Por un “Algo” que Frene
la Guerra
Recemos todos sin
importar credos y creencias

El
Vaticano,
conjuntamente con la Cruz
Roja Internacional, serían las dos únicas instituciones que han
recibido orden de permanecer en Irak. Loas a ellos, recemos por ellos, cada uno
en nuestra creencia, ellos están luchando por todos nosotros.
Faltan
ya pocas horas para que se cumpla la invasión, en nombre Dios y de la
democracia. Ya en ese sentido se ha expedido la Santa Sede al decir
"Quien decide que están agotados todos los medios pacíficos
que el derecho internacional pone a disposición, se asume una grave
responsabilidad frente a Dios, frente a su conciencia y frente a la
historia".
Declaración del director de la oficina de prensa
de la santa sede, Joaquín Navarro-Valls
18 de marzo de 2003
Entrando en mayores precisiones el director general de la
Radio Vaticana, Pasquale Borgomeo, expresó:
”quienes decidan ir a la guerra contra Irak que "eviten
atribuirse una misión salvadora y no pretendan actuar en nuestro nombre”, no en
nombre de los valores de la civilización Occidental y sobre todo no en el santo
nombre de Dios".
Desafortunadamente, Naciones Unidas perdió su oportunidad histórica al no
impedir la guerra.
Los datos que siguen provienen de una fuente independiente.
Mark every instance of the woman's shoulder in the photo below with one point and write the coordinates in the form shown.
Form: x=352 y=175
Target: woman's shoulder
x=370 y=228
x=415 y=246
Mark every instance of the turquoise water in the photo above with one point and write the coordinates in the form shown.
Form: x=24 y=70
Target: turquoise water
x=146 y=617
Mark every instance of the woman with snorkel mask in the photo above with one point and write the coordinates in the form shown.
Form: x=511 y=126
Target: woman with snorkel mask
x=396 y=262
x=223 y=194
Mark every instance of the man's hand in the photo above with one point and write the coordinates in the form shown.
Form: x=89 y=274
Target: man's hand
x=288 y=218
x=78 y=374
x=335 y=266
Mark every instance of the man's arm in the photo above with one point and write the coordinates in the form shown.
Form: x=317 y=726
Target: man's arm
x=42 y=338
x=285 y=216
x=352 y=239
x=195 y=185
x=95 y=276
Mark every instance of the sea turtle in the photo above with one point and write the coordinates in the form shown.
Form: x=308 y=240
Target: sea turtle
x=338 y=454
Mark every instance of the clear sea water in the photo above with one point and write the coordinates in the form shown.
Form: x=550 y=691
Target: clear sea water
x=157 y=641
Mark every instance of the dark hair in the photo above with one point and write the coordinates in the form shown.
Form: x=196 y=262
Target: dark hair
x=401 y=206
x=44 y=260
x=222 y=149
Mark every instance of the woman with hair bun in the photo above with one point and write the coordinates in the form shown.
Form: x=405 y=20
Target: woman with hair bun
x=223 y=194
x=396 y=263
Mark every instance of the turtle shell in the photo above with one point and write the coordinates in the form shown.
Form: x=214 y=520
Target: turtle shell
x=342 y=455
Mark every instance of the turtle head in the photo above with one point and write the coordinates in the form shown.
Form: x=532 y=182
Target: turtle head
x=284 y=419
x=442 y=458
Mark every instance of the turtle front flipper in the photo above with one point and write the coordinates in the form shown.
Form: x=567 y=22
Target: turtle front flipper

Lamentablemente perdieron de vista colectivamente el
principio universal de las instituciones del hombre que dicen:
Nos somos más que Vos
En
esa tesitura hubiera sido mundialmente esperado el no abandonar Irak, ni
siquiera permitir el retiro de sus funcionarios ni de sus delegaciones.
La Esperanza
La única esperanza que
nos queda a todos es que algo ocurra y que todos recemos por que ese algo
ocurra. ¿Podría ser ese algo la
presencia del Santo Padre en Irak?. Por varios conductos sabemos que en el Vaticano
está pensando en esa alternativa. Jesús seguramente lo hubiera hecho.